In 2009, Morawetz was struck by an inconsistency between stated government policy and the actual experiences of deportees, including David Gerbier, who subsequently became a clinic client. Deported to Haiti in 2000, Gerbier won his deportation case two years later; but seven years on, he was still fighting to return to the States. Meanwhile, the OSG had informed the Supreme Court in Nken v. Holder (decided in 2009) that it was government policy to return individuals who subsequently won their deportation cases. The Court relied on that representation when it wrote that deportation is not an “irreparable harm.”

Under Morawetz’s supervision, the clinic led Freedom of Information Act litigation that unearthed government e-mails showing that there was no factual basis for the OSG’s claim. “All you had was an office trying to get a standard for removal that would work for the government,” she says. The clinic also facilitated Gerbier’s return.

By feeding the clinic’s work into her scholarship, which was highlighted on SCOTUSblog, Morawetz raised a broader issue. “It is a problem that the government has a privileged position in its ability to present facts that haven’t been vetted in ordinary court process,” she notes. The solution, she says, is to have the OSG disclose the basis for its factual assertions so opposition counsel can respond if necessary.

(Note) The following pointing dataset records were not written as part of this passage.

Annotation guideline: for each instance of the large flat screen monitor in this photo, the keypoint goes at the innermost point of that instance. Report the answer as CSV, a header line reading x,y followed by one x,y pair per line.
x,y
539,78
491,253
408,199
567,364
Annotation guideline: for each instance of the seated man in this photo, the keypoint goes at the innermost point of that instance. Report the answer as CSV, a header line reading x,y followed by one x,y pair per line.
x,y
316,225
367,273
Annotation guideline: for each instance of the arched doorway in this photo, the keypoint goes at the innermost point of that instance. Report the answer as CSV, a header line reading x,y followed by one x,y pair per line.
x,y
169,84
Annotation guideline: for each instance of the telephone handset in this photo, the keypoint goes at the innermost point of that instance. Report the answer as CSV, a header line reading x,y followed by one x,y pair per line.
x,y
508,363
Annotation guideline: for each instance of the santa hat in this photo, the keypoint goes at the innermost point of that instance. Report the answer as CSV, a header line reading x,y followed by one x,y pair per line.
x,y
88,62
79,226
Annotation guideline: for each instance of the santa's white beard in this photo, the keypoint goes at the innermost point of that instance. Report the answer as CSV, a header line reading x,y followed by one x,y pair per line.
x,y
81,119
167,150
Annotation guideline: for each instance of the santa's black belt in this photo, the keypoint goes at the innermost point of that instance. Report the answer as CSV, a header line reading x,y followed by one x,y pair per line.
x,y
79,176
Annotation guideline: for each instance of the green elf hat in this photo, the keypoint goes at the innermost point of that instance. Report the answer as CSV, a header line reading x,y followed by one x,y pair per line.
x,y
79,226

VIDEO: How the Immigrant Rights Clinic took on the Gerbier case

An Insidious Myth

In “Immigration Law and the Myth of Comprehensive Registration,” Morawetz collaborated with former clinic student Natasha Fernández-Silber ’13—now an associate at Wachtell, Lipton, Rosen & Katz—to investigate the widespread misconception that all noncitizens in the US must carry proof of registration and be ready to “show their papers.”

Although federal law explicitly requires all aliens who have registered under the Alien Registration Act of 1940 to carry their registration receipt card, Morawetz and her co-author argue that the language of the statute is vestigial. In the 75 years since the law was enacted, congressional and regulatory changes have effectively done away with comprehensive registration and carry requirements, they say. Even those who do register often don’t receive papers to carry, though enforcement agents assume they do. “The whole system has largely been dismantled,” Morawetz says, “but the law was left on the books.”

As in “Convenient Facts,” Morawetz first saw the on-the-ground impact of this myth while working with a client group on arrest practices of US Border Patrol. Then in 2012, the Supreme Court decided Arizona v. United States, upholding the “stop and verify” clause of an Arizona statute that requires local police to request papers and check the immigration status of anyone they stop on suspicion of having committed a crime. Morawetz and Fernández-Silber had worked on the clinic’s amicus brief opposing the Arizona statute. In the wake of the ruling, they decided to collaborate on a paper.

Morawetz’s work joins a sometimes frustrating fight to dispel myths around the US immigration system. Even though the OSG released a letter in 2012 to “clarify and correct” its statements in Nken, the Supreme Court did not reexamine its reasoning. And the Arizona decision left the “stop and verify” laws of five additional states standing. Yet Morawetz sees the difficulties as part of a worthy undertaking: “Even though it is an uphill battle, it is a battle that simply has to continue.”